En büyük İspanya! Çok ilginç bir maç oldu. Maç öncesinde İtalya’yı tutuyordum. Ama İspanya’nın oyunu çabuk ikna etti. İkisi de yabancı takım olunca kolay dönülüyor. Hoş, genelde görüş değiştirmekte zorlanmadığım biliniyor.
Finali Euro Bölgesi’nin en sorunlu iki büyük ülkesi oynadı. Anlamlıdır. Düşük kamu borcu, büyük dış fazla, sağlam bankalar vs. Almanya’ya yetmedi. Kötü makro dengelere rağmen mikro düzeyde müthiş başarı hikâyesi çoktur. İspanyol futbolu kanıttır.

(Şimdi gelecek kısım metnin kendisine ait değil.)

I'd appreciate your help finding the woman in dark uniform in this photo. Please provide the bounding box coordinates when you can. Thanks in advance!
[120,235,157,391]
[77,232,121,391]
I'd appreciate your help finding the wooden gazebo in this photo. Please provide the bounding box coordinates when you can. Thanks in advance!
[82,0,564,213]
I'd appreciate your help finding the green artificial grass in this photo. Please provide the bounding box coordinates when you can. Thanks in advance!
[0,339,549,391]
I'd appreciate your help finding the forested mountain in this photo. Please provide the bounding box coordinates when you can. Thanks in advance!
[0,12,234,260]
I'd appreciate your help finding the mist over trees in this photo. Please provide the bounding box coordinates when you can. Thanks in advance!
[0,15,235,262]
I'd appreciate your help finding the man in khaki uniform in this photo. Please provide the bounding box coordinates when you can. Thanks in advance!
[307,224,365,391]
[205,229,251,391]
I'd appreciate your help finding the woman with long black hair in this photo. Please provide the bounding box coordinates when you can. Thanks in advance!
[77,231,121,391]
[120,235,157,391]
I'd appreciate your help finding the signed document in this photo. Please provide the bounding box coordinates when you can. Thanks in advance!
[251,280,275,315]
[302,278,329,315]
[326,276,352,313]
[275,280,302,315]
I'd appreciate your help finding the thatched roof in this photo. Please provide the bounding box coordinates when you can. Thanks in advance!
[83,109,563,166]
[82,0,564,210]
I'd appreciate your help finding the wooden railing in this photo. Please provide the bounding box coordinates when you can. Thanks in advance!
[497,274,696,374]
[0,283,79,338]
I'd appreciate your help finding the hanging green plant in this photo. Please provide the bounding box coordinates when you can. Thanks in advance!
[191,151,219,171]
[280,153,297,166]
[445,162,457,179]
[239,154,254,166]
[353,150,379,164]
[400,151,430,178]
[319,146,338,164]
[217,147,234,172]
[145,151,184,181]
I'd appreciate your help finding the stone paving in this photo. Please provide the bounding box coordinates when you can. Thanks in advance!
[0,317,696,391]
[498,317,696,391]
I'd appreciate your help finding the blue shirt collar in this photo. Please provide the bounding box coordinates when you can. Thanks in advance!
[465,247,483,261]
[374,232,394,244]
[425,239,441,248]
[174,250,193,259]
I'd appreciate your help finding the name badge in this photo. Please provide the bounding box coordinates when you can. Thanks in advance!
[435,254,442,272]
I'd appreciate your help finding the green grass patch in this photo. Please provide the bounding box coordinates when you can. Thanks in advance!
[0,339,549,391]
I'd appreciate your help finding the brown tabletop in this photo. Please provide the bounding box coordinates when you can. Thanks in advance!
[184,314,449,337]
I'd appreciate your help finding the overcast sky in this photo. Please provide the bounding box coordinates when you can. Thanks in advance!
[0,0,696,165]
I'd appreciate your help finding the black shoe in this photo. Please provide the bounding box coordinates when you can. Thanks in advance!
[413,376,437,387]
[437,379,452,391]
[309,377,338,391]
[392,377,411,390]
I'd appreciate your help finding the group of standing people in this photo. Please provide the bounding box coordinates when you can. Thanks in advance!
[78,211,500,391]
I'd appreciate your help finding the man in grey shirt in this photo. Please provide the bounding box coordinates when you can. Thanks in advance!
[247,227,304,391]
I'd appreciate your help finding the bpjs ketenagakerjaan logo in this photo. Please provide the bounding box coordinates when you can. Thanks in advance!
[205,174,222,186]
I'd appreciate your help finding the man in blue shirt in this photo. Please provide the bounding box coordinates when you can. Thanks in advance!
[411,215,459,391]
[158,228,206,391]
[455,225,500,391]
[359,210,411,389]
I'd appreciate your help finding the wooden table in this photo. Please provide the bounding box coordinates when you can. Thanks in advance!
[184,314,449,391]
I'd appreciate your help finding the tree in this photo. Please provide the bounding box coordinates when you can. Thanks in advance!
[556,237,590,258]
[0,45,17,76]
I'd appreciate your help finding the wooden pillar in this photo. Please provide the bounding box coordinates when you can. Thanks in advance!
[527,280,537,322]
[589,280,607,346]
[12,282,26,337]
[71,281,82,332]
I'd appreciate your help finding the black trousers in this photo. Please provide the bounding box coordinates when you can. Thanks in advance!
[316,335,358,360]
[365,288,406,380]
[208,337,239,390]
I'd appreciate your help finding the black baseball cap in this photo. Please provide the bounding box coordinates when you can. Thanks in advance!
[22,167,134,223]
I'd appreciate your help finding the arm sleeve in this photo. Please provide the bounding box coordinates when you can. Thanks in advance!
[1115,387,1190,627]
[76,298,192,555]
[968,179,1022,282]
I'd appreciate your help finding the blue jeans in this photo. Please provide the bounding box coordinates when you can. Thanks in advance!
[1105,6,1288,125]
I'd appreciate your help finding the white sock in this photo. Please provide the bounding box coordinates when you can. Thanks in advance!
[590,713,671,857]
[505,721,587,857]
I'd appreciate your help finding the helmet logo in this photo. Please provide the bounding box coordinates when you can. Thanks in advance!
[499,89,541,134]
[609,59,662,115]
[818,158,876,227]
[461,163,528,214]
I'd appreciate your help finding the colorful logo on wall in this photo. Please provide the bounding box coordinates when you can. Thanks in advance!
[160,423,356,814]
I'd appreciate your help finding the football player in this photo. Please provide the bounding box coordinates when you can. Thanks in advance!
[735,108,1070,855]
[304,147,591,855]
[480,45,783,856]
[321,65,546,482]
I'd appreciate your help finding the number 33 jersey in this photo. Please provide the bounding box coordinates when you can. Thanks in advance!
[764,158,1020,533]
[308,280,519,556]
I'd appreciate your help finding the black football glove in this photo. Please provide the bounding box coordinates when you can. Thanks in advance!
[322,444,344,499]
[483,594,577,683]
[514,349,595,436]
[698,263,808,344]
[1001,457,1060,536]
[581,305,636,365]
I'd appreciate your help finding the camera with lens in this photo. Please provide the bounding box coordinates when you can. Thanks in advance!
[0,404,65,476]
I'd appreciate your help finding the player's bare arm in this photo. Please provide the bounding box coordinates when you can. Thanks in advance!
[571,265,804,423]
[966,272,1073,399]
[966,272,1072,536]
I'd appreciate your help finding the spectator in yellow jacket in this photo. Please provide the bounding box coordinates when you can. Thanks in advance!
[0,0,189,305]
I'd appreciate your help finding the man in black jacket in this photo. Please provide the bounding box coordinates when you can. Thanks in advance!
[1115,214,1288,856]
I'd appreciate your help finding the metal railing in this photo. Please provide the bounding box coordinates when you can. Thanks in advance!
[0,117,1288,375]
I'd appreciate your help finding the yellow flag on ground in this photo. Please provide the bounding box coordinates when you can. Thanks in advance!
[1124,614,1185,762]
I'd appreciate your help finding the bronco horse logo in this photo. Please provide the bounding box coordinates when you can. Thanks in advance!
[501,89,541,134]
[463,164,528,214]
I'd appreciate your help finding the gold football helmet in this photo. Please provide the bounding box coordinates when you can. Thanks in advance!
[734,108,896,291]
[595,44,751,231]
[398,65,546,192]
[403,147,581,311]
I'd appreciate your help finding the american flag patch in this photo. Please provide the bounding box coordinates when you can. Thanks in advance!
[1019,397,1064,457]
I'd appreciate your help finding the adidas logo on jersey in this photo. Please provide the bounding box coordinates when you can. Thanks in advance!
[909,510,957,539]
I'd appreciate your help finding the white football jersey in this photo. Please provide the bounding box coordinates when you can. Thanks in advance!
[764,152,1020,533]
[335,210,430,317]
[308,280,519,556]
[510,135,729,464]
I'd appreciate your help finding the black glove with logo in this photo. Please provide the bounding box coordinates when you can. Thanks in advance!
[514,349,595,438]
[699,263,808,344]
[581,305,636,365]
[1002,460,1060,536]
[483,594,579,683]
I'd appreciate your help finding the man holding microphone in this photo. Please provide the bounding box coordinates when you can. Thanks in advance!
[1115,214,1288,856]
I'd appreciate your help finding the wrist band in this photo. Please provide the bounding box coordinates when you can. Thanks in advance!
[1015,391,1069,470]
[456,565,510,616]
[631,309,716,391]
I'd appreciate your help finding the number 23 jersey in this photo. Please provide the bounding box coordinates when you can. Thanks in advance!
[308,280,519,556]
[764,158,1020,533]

Haziran enflasyonu bu sabah açıklanıyor. İTO’nun İstanbul Ücretliler Geçim Endeksi yüzde 0.6 geriledi. Piyasa TÜFE’de yüzde 0.4 düşüş bekliyor (yıl sonu yüzde 7,3). Geçen yılın sert düşüşü (yüzde 1.4) yıllık enflasyonu yükseltir. Ayrıntılar perşembeye.
İç talebin dağılımı
İlk çeyrek milli gelir verileri TÜİK tarafından yayınlandı. Ekonominin geçen yıla göre yüzde 3.2 büyüdüğü ortaya çıktı. Piyasa yüzde 2.8 öngördü. Ben yüzde 4’ü aşar dedim.

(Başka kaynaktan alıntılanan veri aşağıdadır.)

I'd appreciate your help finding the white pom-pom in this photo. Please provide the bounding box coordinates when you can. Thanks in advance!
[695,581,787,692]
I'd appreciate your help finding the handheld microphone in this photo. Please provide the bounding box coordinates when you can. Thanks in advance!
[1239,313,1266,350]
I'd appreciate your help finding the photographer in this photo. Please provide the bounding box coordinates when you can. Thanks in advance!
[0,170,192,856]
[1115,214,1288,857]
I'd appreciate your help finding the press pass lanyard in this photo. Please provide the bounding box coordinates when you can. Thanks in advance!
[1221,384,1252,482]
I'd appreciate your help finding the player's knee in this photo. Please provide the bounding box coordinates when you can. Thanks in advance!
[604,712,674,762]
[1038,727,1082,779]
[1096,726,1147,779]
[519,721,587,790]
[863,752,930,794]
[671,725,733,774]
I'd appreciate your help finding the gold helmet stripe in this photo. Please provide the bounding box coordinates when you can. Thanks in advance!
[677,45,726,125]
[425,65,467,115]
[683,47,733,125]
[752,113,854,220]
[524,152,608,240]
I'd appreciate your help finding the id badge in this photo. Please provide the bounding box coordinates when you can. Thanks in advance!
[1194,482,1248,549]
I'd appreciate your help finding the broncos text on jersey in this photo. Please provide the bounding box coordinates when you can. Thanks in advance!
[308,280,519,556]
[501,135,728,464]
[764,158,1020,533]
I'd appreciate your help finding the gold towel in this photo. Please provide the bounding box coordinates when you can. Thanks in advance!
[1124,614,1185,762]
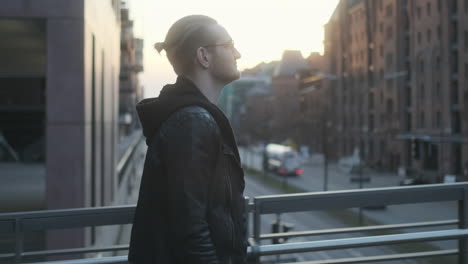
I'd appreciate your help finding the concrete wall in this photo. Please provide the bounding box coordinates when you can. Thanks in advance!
[0,0,120,253]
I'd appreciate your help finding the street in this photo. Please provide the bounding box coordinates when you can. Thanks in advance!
[245,172,427,264]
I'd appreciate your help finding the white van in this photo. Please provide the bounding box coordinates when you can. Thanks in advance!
[263,144,304,176]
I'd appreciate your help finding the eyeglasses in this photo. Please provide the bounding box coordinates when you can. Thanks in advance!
[202,39,235,50]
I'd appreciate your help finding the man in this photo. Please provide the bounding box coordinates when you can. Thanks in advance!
[129,15,247,264]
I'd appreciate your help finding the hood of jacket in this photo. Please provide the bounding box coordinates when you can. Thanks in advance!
[136,76,240,161]
[136,76,211,142]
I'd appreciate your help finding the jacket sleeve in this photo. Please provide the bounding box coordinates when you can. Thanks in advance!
[161,108,219,264]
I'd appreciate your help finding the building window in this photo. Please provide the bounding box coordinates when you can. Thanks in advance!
[465,63,468,79]
[385,4,393,17]
[385,52,393,69]
[385,79,393,90]
[465,30,468,51]
[419,112,426,128]
[419,83,424,101]
[387,26,393,40]
[436,111,442,128]
[436,81,442,97]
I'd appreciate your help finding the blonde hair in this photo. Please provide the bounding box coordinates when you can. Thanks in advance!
[155,15,218,75]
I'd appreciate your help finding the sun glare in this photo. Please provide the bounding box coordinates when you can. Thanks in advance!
[127,0,338,96]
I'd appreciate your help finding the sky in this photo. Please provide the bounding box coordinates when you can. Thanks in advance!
[126,0,339,97]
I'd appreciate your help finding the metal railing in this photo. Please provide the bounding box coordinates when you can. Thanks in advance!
[0,183,468,264]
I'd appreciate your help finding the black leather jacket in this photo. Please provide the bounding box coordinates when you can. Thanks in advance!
[129,106,247,264]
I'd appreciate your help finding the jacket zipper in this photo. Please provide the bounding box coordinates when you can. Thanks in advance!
[226,155,236,250]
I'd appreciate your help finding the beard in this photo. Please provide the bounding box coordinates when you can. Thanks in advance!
[213,64,241,84]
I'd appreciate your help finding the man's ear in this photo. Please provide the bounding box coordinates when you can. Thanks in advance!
[196,47,210,69]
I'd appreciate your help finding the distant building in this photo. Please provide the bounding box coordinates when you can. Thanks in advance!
[271,50,310,142]
[219,74,272,145]
[119,8,143,136]
[0,0,120,254]
[325,0,468,182]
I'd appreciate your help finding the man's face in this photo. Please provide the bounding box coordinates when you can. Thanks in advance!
[208,25,241,84]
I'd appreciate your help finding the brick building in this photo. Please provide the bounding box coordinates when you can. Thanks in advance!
[325,0,468,182]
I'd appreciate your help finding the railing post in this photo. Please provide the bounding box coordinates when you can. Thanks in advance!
[15,218,24,263]
[458,187,468,264]
[251,198,261,263]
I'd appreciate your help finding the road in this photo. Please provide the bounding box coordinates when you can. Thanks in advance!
[245,176,426,264]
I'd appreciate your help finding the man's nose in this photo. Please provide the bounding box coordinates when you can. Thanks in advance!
[234,48,241,60]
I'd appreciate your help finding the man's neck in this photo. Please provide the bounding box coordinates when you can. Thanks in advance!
[185,76,224,104]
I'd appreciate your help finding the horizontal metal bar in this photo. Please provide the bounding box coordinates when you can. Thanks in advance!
[254,183,468,214]
[260,220,458,240]
[257,229,468,256]
[0,253,15,259]
[0,205,135,232]
[21,245,129,257]
[28,256,128,264]
[0,219,15,233]
[286,249,458,264]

Üretim cephesi ilginç değil. Tüm sektörlerde düşük oranlı büyüme var. Zaten yavaşlamanın gerisinde talep yetersizliği yatıyor. Harcama kalemleri öne çıkıyor.
İki buçuk yıldır özel tüketim patlaması ekonominin motoru olmuştu. İlk çeyrekte özel tüketim adeta kazık fren yapıyor. Geçen yıla göre sabit kalıyor. Diğer göstergelerden böyle çıkacağı anlaşılmıştı.

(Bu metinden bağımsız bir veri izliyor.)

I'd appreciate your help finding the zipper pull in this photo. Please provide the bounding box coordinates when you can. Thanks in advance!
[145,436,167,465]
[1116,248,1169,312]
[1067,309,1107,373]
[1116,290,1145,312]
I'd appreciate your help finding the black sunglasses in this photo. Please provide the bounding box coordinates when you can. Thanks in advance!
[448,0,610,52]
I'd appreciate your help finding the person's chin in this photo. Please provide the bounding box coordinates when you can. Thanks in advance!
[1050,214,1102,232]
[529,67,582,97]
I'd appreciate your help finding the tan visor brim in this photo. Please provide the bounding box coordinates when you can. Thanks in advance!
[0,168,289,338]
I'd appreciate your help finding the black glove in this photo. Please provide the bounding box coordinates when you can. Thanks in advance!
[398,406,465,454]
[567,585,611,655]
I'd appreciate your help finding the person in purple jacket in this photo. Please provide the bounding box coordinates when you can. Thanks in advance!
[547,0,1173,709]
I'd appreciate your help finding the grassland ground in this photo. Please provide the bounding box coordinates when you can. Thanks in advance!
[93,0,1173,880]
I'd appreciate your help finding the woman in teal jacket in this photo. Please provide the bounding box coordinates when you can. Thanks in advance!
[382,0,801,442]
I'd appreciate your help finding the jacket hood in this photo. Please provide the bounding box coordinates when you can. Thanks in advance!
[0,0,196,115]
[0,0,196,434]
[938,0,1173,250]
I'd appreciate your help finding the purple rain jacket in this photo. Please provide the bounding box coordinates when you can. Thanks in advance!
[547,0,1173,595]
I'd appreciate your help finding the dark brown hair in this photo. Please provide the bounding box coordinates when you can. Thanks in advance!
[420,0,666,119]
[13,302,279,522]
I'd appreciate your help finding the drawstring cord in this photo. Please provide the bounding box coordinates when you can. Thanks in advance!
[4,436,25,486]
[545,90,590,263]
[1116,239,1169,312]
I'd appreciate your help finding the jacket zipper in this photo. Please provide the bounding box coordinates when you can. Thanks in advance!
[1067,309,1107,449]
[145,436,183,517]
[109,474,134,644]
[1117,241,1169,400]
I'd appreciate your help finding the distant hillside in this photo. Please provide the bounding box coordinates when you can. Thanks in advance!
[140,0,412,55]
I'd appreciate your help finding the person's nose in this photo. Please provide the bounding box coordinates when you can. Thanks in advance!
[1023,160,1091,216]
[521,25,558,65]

Özel yatırımları yatay bekliyordum. Geçen yıla göre yüzde 1.6 artıyor. Dağılımı şöyle: Makine-teçhizat yüzde 0.9; inşaat yüzde 3.1. Özel yatırımların nispi canlılığı iyi haberdir.
Toplam özel harcama artışı yüzde 0.4 oluyor. Bir yıl önce yüzde 17.6 idi. Kamu harcama artışı normal eğilimini sürdürüyor: Tüketim yüzde 5.5; yatırım yüzde 2.1; toplam yüzde 4.7. Özel ve kamu harcama toplamı iç talebi veriyor. Yüzde 0.9 artıyor.
Dış talep ve stoklar
Dış talebe dönelim. Ödemeler dengesi mal-hizmet ihracatının güçlü, ithalatının ise zayıf seyrettiği göstermişti. Milli gelire aynen yansıyor. İhracat yüzde 13.2 artarken ithalat yüzde 5 geriliyor.
Dış talepte değişim hızı anlamsız çıkar. Yerine büyümeye katkısı izlenir. İhracatın katkısı yüzde 3, ithalatın yüzde 1.6; toplam dış talebin yüzde 4.5 çıkıyor. İç taleple toplayınca nihai talep artışı yüzde 5.5 oluyor.
Ne demek? İç talep artmıyor. Ama yapısı değişiyor. İthalata giden iç talep düşüyor. Dolayısı ile yerli üretime iç talep artıyor. İhracat eklenince nihai talep güçlü seyrediyor.
En zoru stok değişimini tahmin etmektir. İlk çeyrekte firmalar toplam talebin bir bölümünü üretim yerine stoktan karşılıyor. Azalan stoklar büyümeden 2.3 puan götürüyor. Böylece yüzde 3.2’ye ulaşılıyor.
2012 için büyümeyi yüzde 4.5 tahmin ettim. İlk çeyrek sonuçları bu sayı ile uyumludur. Değiştirmiyorum.